Por Hérlon Fernandes Gomes
Em 1970, uma
mulher se tornou a sensação do momento, entrando pela TV nos lares brasileiros,
no famoso programa Show Sem Limite, de J. Silvestre, respeitado apresentador da
TV Tupi. O programa era desses da pergunta milionária. A professora Aglae, de
Cabrobó-PE, foi sabatinada na atração, respondendo a tudo sobre um difícil e
interessante assunto: LAMPIÃO. Os programas se avolumavam, a audiência era
grande e a professorinha aproximava-se da resposta premiada.
-
Absolutamente certa a resposta, dona Aglae! – bradava o apresentador.
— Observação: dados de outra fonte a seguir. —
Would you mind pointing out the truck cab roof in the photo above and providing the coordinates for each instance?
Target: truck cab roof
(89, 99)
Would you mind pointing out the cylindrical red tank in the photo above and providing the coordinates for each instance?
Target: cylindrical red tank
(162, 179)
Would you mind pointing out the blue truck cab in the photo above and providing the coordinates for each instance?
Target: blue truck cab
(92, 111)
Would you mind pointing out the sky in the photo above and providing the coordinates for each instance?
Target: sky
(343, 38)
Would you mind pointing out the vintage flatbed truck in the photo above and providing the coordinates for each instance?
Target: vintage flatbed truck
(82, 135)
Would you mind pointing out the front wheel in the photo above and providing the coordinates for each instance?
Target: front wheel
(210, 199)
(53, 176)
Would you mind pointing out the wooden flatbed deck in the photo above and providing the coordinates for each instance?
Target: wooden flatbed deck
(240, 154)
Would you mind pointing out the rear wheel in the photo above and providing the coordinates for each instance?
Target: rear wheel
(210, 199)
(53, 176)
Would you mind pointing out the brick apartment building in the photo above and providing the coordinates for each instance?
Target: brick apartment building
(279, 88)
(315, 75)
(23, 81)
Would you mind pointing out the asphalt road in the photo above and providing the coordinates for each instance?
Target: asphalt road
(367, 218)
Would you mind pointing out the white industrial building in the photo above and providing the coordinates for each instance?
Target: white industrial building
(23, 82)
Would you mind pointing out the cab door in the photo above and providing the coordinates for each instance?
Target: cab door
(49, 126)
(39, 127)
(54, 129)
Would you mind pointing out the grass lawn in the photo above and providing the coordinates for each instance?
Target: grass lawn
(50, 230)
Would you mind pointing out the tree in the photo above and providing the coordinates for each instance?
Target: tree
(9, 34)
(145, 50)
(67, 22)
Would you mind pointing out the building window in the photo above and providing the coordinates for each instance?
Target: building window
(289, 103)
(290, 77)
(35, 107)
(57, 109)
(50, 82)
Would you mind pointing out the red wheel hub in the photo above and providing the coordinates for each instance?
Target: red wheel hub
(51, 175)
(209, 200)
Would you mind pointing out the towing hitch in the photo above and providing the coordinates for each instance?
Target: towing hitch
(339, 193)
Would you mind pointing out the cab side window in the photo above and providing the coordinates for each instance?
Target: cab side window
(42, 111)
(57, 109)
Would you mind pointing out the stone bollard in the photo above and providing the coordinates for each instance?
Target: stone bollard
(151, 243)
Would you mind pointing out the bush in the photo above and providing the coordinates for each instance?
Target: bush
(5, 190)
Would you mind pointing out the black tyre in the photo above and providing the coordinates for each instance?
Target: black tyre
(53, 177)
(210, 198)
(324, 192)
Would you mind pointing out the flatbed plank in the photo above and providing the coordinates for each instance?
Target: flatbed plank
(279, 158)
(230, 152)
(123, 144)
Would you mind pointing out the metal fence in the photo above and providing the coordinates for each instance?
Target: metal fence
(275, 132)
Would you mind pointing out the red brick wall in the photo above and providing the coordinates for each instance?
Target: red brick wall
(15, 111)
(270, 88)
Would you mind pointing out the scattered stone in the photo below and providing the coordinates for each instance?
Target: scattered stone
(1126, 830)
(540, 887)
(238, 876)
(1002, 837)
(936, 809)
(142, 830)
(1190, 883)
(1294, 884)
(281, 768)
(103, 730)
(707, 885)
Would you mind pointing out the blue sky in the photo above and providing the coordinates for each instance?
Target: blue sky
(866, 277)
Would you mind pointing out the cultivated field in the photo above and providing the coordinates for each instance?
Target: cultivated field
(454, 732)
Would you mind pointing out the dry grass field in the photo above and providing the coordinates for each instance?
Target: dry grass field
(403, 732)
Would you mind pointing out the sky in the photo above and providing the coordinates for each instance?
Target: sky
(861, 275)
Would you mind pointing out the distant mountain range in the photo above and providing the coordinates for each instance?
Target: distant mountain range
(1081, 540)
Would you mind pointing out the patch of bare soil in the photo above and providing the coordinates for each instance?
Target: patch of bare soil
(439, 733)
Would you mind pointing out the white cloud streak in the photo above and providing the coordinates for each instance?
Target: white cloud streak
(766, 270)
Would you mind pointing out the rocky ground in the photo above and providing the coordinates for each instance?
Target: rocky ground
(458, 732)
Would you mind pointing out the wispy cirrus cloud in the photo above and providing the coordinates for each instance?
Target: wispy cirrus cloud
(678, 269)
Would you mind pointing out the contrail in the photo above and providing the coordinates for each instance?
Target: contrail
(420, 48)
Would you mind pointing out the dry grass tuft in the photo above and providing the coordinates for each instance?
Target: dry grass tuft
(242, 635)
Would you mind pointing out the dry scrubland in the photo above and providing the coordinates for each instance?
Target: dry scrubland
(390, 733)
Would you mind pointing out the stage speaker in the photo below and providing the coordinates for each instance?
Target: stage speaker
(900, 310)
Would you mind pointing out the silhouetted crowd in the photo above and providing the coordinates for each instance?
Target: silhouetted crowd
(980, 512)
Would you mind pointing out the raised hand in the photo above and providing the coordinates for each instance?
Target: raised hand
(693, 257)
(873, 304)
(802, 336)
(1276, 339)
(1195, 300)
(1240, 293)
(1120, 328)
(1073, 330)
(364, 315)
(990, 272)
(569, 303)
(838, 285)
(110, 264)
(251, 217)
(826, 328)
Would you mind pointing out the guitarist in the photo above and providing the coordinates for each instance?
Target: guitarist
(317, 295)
Ela foi uma apaixonada pela
história do cangaço, rendendo a publicação de impressionante livro a respeito,
intitulado Lampião, Cangaço e Nordeste. Dedicou uma vida a pesquisar, visitando
lugares, consultando sobreviventes do período. Nertan Macedo, que honrou
as orelhas do livro; e Rachel de Queiroz, que o prefaciou, assim escreveram
sobre autora e obra:
“Sem contar
jamais com verbas e recursos oficiais, Aglae não fez pesquisa livresca,
buscando nas fontes consagradas o que entre nós foi dito e escrito sobre os
cangaceiros. Ela própria, nascida e vivida no sertão, conviveu, durante duas
décadas, não apenas com a paisagem que emoldurou o Capitão do Cangaço, mas com
os cabras sobreviventes da terrível aventura, que lhe ditaram memórias e
reminiscências inesquecíveis sobre a vida comunitária do grupo bandoleiro,
fatos, hábitos, higiene, sexo, maneiras de encarar as coisas, os homens e os
animais. [o livro] é uma fonte de consulta obrigatória a quantos queiram
conhecer o cangaço nômade na intimidade.” (Nertan Macêdo)
“Hoje ninguém
poderá pretender discutir cangaço e cangaceiros - especialmente quando se
tratar daquele que foi chamado o Rei do Cangaço, Lampião -, sem se curvar ante
a professora Aglae Lima de Oliveira, autoridade máxima no assunto. (...) Aglae
domina o assunto, conhece-o profundamente, vive a história de Virgulino,
interpreta-a, recorda-a quase como uma testemunha - , o que de certa forma o
foi. Pois se a moça não viu, porque nem era nascida então, ou era pequena
demais para entender o que assistia, soube depois recolher no testemunho direto
dos contemporâneos, na visita aos cenários do drama (que ocupou lugar tão
dilatado no tempo e no espaço do Nordeste), no interrogatório paciente e
minucioso dos sobreviventes da grande tragédia sertaneja, a sua verdade mais
autêntica.” (Rachel de Queiroz)
Sobre Lampião, resumiu Aglae à
revista O Cruzeiro, de 11/08/1970: "Na minha concepção, foi um
fenômeno sociológico e psicológico. Um gênio militar perdido nas caatingas.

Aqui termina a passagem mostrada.